One such group that has long struggled for rights and justice in the country is Tenaganita.

In a country that thrives on cheap labour – especially from the millions of undocumented workers – meeting global and international standards of integrity, justice and ethics is a non-negotiable criteria to attain developed nation status.

The issue of an undocumented Indonesian domestic worker who had to turn to the courts in her bid to claim five years of unpaid wages epitomises the current national state of human rights.

As pointed out by Tenaganita’s executive director Glorene Dass, many undocumented migrant workers have become victims of fraud, deception, and opaque immigration procedures. Others have been victims of well-connected recruitment agents.

The lengthy period of recourse and the uncertainty in seeking justice constitute a red mark for the nation.
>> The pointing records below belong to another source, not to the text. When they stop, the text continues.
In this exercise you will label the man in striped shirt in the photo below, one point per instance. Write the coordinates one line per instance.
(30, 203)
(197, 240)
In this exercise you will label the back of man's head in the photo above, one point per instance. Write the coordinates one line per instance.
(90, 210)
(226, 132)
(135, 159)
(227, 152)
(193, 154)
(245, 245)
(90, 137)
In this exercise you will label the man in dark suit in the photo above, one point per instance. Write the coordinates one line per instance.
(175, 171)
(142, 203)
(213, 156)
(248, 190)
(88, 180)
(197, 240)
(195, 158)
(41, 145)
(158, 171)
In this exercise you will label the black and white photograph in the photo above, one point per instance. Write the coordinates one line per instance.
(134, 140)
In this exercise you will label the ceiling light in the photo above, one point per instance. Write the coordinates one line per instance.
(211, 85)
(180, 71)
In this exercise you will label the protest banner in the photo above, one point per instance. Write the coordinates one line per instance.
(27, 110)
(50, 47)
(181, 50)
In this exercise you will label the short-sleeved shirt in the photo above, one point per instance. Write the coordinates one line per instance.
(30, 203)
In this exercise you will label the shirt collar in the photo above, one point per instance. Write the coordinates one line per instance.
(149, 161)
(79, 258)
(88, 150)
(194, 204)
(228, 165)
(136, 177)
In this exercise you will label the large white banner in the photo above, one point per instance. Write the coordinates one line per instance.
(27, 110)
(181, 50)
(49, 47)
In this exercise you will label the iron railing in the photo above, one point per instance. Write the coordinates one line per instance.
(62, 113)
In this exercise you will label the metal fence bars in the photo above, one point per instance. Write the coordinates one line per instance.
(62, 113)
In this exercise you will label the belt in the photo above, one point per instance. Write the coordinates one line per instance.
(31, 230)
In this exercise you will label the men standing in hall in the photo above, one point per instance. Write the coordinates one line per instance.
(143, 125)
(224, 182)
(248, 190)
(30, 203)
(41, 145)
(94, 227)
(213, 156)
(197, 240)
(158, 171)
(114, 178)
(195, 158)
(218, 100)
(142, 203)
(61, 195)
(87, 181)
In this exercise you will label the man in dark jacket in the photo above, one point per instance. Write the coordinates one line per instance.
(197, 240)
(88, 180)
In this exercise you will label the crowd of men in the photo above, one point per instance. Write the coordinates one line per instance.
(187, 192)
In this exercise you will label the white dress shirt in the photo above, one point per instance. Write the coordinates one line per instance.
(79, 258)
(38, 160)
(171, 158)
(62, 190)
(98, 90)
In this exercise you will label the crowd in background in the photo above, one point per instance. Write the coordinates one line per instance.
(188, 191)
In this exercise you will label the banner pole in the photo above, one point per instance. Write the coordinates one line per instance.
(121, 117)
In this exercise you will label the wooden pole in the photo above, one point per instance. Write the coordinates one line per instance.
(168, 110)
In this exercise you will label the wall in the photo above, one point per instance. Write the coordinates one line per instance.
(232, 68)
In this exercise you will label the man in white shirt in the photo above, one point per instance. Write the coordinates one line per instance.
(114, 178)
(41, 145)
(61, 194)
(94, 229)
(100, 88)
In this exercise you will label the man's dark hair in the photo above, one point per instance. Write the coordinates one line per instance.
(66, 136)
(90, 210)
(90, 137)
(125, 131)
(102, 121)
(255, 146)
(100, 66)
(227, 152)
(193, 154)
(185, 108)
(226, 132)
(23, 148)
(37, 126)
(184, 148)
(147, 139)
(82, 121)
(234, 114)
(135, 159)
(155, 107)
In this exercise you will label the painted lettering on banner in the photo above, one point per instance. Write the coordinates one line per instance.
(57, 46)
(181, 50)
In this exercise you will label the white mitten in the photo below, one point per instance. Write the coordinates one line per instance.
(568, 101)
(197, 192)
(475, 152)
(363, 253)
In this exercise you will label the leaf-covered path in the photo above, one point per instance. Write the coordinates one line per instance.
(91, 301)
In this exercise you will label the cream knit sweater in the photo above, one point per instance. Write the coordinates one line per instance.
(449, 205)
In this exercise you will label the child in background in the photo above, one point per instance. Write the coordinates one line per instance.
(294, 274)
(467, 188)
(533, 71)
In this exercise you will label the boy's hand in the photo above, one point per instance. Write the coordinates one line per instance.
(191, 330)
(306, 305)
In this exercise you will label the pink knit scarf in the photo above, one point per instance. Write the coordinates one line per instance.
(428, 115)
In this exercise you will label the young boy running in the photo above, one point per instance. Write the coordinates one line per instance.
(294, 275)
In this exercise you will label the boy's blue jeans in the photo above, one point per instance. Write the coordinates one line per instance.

While our fight against corruption like the infamous kleptocracy is the focus of the day, our continuing disregard for the plight of the large numbers of undocumented workers in the country is a dent on the country’s good name.

These helpless migrant workers are being exploited: low wages, long hours of work, poor living conditions and exposure to diseases without easy access to timely healthcare. They also have to endure lengthy yet uncertain court proceedings when seeking redress.

READ MORE:  Cheap, exploited labour cannot build a sustainable nation

If this is not cruelty, then what is it?

What is it going to take for the government of the new Malaysia to listen to the voices of civil society groups like Tenaganita in ensuring we become a model nation for integrity, ethics and justice?

Must human rights continue to languish at the hands of greedy decision-makers?

Do we continue to be at the mercy of profits, business growth and economic power while our fellow human beings are left to suffer exploitative injustices that are becoming synonymous with the embedded culture of corruption in Malaysia?